The other variant is the BlueMotion Technology model which emits just 107g/km of CO2 and averages 69mpg. In October 2009 an even more advanced BlueMotion model was introduced. Also powered by the 1.6 TDI engine it features a sports styling kit to improve aerodynamics (and make it more attractive) along with an engine start/stop system and longer gear ratios.

As a result emissions are lowered to just 99g/km of CO2, making it free to tax, while fuel economy is an amazing 74mpg. There's also a 2.0 TDI engine with 110bhp - this emits just 119g/km and averages 63mpg while a 140bhp version of the same engine is available. Both are quiet and refined with plenty of low-down grunt and a smooth power delivery. The top diesel is the 2.0 TDI with 170bhp available exclusively in the GTD model.

Like the other diesels this is a common rail engine, so it's quiet and refined. It also delivers its power incredibly smoothly and there's no lag at low revs as on the older TDI engines from Volkswagen.
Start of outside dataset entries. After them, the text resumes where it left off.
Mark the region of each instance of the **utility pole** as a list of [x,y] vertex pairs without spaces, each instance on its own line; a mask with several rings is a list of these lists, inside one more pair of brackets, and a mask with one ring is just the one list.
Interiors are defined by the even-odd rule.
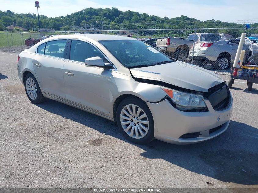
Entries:
[[38,10],[38,31],[40,31],[40,25],[39,24],[39,15],[38,15],[38,8],[39,7],[39,2],[37,1],[35,2],[35,7],[37,7]]

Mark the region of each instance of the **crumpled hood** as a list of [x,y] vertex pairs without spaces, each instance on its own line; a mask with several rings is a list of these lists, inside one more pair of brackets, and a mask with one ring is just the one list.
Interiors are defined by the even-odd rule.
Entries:
[[130,69],[136,78],[161,81],[181,88],[208,92],[225,81],[212,72],[184,62],[174,62]]

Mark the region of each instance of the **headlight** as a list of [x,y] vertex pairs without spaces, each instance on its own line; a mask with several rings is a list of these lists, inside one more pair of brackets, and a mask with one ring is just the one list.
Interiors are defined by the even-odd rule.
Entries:
[[202,95],[183,92],[163,87],[162,88],[178,110],[187,111],[206,107]]

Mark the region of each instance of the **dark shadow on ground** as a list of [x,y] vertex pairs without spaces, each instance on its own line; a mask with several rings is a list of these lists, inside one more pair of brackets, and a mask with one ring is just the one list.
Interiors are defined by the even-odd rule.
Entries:
[[[36,105],[131,143],[112,121],[50,99]],[[146,158],[146,158],[162,159],[185,170],[223,182],[258,184],[258,129],[245,123],[231,121],[223,134],[199,144],[179,145],[154,140],[147,145],[134,145],[145,151],[140,154]]]
[[5,78],[8,78],[8,77],[7,77],[5,75],[3,75],[2,74],[0,73],[0,80],[5,79]]

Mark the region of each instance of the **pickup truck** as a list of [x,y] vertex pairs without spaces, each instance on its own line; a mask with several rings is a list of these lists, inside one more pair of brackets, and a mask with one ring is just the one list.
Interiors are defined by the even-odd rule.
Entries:
[[171,37],[158,39],[156,48],[176,60],[184,62],[194,41],[215,41],[224,39],[223,35],[219,34],[191,34],[186,40]]

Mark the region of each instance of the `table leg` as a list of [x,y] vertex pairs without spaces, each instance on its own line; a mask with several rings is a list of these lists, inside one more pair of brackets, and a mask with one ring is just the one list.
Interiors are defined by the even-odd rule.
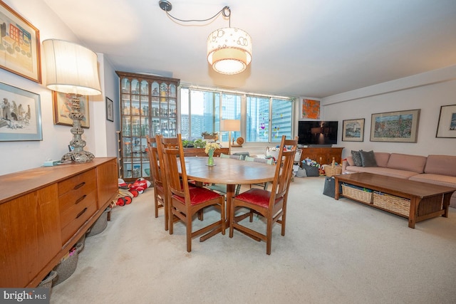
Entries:
[[233,196],[234,195],[235,186],[234,184],[227,184],[227,211],[225,212],[227,215],[227,224],[225,225],[225,228],[229,228],[231,223],[231,204],[233,201]]
[[341,188],[339,187],[339,179],[337,177],[334,177],[334,187],[336,187],[334,189],[334,199],[338,200],[340,195],[339,189]]
[[418,196],[412,196],[410,198],[410,210],[408,214],[408,226],[410,228],[415,228],[420,201],[421,199]]

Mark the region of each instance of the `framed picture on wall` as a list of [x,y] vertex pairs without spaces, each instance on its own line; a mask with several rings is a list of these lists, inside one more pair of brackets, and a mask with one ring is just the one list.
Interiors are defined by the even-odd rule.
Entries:
[[302,100],[301,118],[319,120],[320,119],[320,100],[312,99]]
[[420,110],[373,114],[371,142],[416,142]]
[[43,140],[40,95],[0,83],[0,141]]
[[114,103],[108,97],[106,98],[106,120],[110,122],[114,121]]
[[[54,112],[54,124],[73,126],[73,120],[68,116],[71,112],[71,95],[60,92],[52,92]],[[81,121],[82,127],[90,127],[88,112],[88,96],[79,96],[80,111],[84,115]]]
[[0,1],[0,68],[41,83],[40,32]]
[[456,138],[456,105],[440,107],[435,137]]
[[344,142],[364,141],[364,118],[343,120],[342,140]]

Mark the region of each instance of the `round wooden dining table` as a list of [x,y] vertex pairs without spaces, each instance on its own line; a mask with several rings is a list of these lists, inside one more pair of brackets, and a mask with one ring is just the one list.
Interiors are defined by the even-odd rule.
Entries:
[[239,184],[256,184],[274,180],[276,166],[232,158],[214,157],[214,166],[207,166],[207,157],[186,157],[185,169],[189,179],[200,183],[227,185],[227,228],[229,226],[229,210]]

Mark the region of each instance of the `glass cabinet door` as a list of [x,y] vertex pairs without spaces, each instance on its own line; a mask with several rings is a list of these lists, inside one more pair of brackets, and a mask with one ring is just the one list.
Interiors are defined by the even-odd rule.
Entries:
[[120,83],[120,178],[132,182],[150,178],[147,137],[177,134],[177,88],[175,78],[116,72]]

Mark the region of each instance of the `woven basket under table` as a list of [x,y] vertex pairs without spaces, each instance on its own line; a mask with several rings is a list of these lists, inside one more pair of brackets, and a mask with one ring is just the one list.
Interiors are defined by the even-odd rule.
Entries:
[[410,210],[410,200],[385,193],[374,192],[373,204],[408,217]]
[[342,195],[349,199],[372,204],[372,192],[353,188],[345,184],[342,184]]

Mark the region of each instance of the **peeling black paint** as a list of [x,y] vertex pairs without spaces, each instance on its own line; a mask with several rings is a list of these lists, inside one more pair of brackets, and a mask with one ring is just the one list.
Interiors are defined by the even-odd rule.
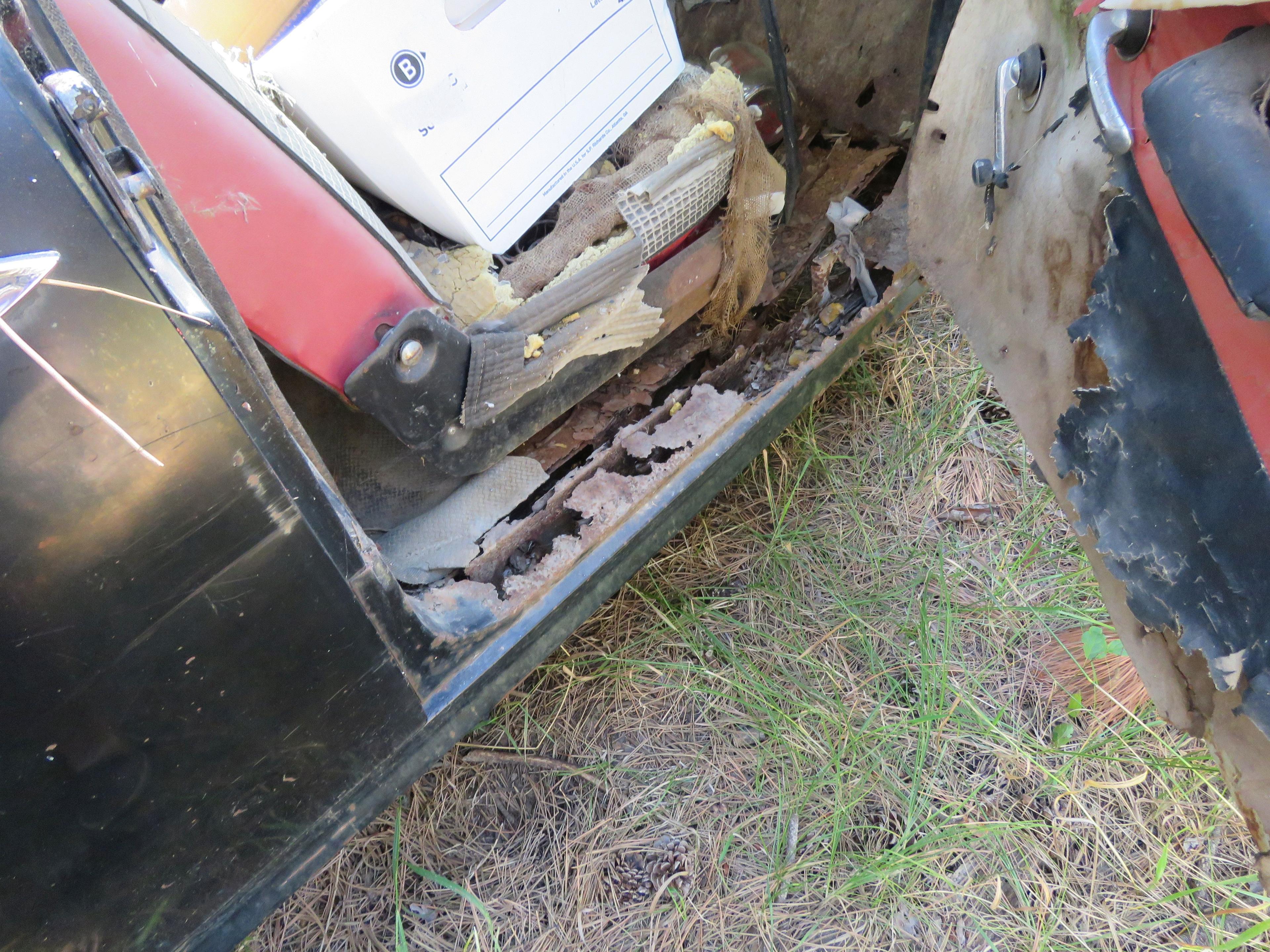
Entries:
[[1270,735],[1270,477],[1132,160],[1113,184],[1107,263],[1068,329],[1110,382],[1077,391],[1052,452],[1133,613],[1242,687]]

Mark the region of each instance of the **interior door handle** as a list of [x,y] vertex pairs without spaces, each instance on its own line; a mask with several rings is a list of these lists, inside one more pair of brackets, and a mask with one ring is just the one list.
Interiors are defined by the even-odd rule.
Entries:
[[1093,18],[1085,36],[1085,75],[1093,116],[1102,131],[1102,142],[1113,155],[1124,155],[1133,149],[1133,129],[1125,122],[1111,89],[1107,52],[1115,47],[1121,60],[1133,60],[1147,46],[1153,20],[1151,10],[1104,10]]

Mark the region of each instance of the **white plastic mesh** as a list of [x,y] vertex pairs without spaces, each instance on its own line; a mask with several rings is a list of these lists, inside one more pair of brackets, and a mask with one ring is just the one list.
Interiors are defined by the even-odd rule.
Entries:
[[669,245],[726,197],[737,150],[718,149],[715,143],[718,140],[702,143],[617,197],[617,211],[644,244],[645,258]]

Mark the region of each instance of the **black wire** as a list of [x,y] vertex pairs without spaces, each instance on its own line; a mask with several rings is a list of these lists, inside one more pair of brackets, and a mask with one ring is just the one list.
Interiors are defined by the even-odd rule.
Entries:
[[767,28],[767,53],[772,57],[772,72],[776,75],[776,108],[785,127],[785,212],[781,221],[786,225],[794,217],[794,199],[798,195],[803,166],[798,157],[798,122],[794,117],[794,98],[790,95],[790,71],[785,63],[785,44],[781,43],[781,27],[776,22],[776,8],[772,0],[758,0],[763,8],[763,25]]

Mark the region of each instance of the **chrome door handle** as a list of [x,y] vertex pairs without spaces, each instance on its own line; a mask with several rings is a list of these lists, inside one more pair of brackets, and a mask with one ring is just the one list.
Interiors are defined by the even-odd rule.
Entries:
[[1133,60],[1147,46],[1153,20],[1151,10],[1104,10],[1093,18],[1085,36],[1085,76],[1090,84],[1093,117],[1111,155],[1124,155],[1133,149],[1133,129],[1125,122],[1111,89],[1107,52],[1115,47],[1121,60]]
[[970,166],[970,179],[978,188],[1008,188],[1010,165],[1006,150],[1006,112],[1010,105],[1010,91],[1017,89],[1019,99],[1030,110],[1036,104],[1040,88],[1045,83],[1045,51],[1040,43],[1033,43],[1019,56],[1002,60],[997,66],[997,85],[992,98],[992,159],[977,159]]

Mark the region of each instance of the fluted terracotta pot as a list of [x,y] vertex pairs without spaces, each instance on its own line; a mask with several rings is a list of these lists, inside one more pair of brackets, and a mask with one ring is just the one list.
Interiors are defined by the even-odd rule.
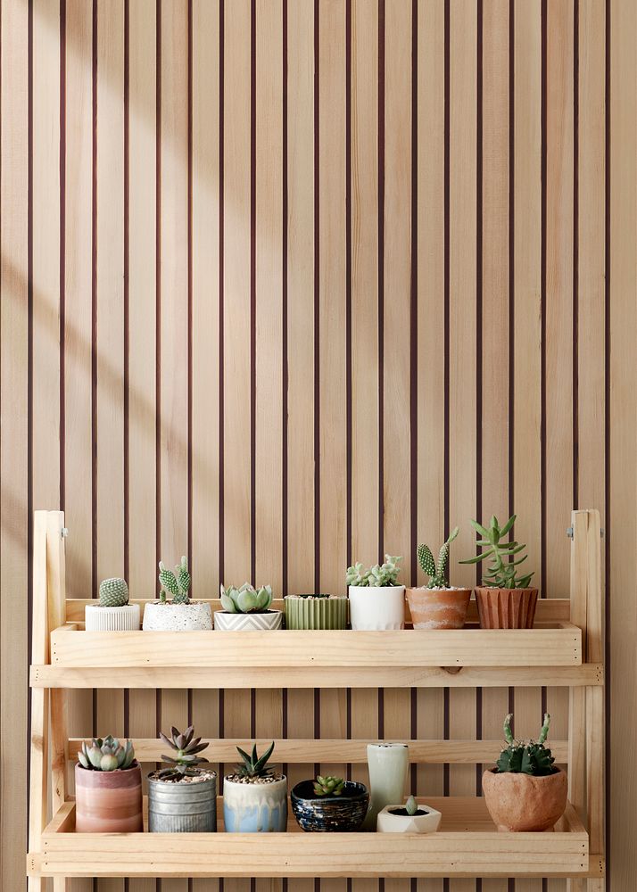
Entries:
[[545,777],[484,772],[484,801],[499,830],[548,830],[567,808],[567,775],[559,768]]
[[533,629],[537,589],[476,589],[482,629]]
[[414,629],[461,629],[471,589],[406,589]]
[[138,833],[142,819],[142,771],[136,763],[114,772],[75,766],[78,833]]

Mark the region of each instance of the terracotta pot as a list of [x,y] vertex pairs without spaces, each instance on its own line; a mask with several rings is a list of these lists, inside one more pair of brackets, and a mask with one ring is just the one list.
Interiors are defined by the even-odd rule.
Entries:
[[471,589],[406,589],[414,629],[461,629]]
[[476,589],[482,629],[533,629],[537,589]]
[[554,774],[533,777],[494,768],[484,772],[482,788],[489,814],[499,830],[548,830],[567,808],[567,775],[559,768]]
[[75,766],[75,830],[78,833],[141,833],[142,771],[92,772]]

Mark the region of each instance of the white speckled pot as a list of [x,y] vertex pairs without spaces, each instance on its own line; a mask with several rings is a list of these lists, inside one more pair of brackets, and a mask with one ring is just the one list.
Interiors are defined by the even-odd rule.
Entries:
[[351,585],[350,622],[359,631],[404,629],[404,585]]
[[149,601],[144,608],[145,632],[200,632],[212,628],[210,604],[191,601],[190,604],[171,604],[167,601]]
[[87,632],[135,632],[139,628],[139,605],[103,607],[99,604],[87,604],[84,623]]

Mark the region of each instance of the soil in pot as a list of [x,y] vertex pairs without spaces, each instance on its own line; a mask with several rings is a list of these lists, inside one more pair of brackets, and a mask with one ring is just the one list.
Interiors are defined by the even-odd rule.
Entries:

As a result it's excellent to drive with plenty of power across the rev range making overtaking simple. It's quick from 0-62mph too with a time of 8.1 seconds yet the best part is fuel economy of 53mpg.

The standard Golf gearbox is a five or six-speed - both versions of which are positive and precise, while a DSG semi-automatic transmission (with either six or seven gears) is available as an option.

Safe and comfortable best sums up driving the Golf - it corners neatly with precise and well-weighted steering while there's only minimal body roll. It's incredibly reassuring and never loses its composure, even if you have to suddenly brake or change direction, while the standard stability control will prevent the car from losing traction or skidding.

It's an enjoyable car to drive along a twisting road, with the ability to effortlessly flow between corners plus there's plenty of grip too. An adjustable suspension system is available as an optional extra - called ACC (which stands for Adaptive Chassis Control) it uses pneumatics to control the suspension and allows the driver to choose between comfort, normal and sport.

Changing the setting, which also alters the steering and throttle response, makes a noticeable difference and the comfort mode is particularly good for rough surfaces. However with the standard ride striking such a good balance between ride and handling there seems little point paying extra for it.